GABIN : Parce que c'était moins important que le reste. Ce n'est pas juste que j'avais peur de te perdre ou de perdre quelque chose si je te le disais ; parce qu'au fond de moi, je pense que je savais que ce qu'on avait été trop précieux pour y renoncer pour des broutilles pareilles. Mais c'est juste que, comme c'était une broutille pour moi aussi, il y avait toujours plus important à dire que ça. Et en parler, ça aurait été donner à ces faits plus d'importance que celle qu'ils avaient dans mon ressenti.

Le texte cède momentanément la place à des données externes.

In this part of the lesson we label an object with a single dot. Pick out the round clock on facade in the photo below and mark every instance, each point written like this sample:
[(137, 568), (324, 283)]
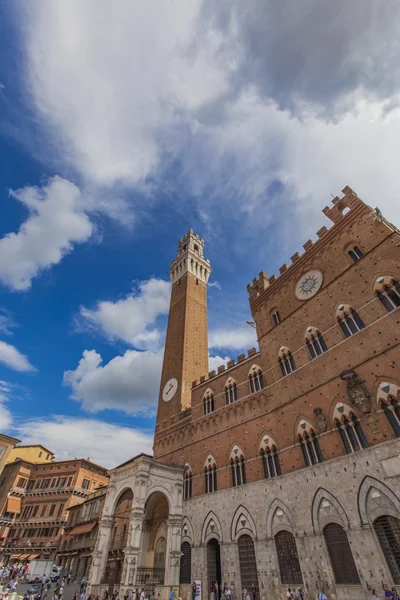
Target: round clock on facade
[(170, 388), (308, 284)]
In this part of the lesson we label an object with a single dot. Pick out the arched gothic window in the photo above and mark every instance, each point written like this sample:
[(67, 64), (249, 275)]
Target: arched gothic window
[(391, 408), (351, 433), (309, 444), (270, 460), (349, 320), (355, 253), (210, 476), (387, 529), (288, 558), (256, 379), (343, 565), (388, 291), (286, 361), (208, 402), (238, 467), (276, 317), (315, 342), (185, 571), (231, 394), (187, 484)]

MAUDE : Mais tu y pensais souvent ?
GABIN : Non, pas tant que ça, en fait. La plupart du temps, je l'oubliais. C'était tellement moins réel que tout le reste. Quand j'y pense, je me dis que c'était un peu comme te mentir, mais en même temps je ne te mentais sur rien de vraiment important à mes yeux. Et, la plupart du temps, je n'y pensais pas.
MAUDE : Alors, il n'y a vraiment rien qui prête à conséquences.
GABIN : Il n'y a jamais rien qui prête à conséquence, quand rien ne remet en question l'existence et la chaleur de ce fameux tricot.
MAUDE : Je suis contente de te l'entendre dire. Du coup, ça veut dire que si tes parents me payaient, ça ne prêterait pas à conséquence non plus ?
GABIN : Ça, c'est une toute autre question. Ça ne prêterait probablement pas à conséquences pour notre relation à tous les deux, mais je ne peux pas en dire autant pour celle que j'ai avec eux.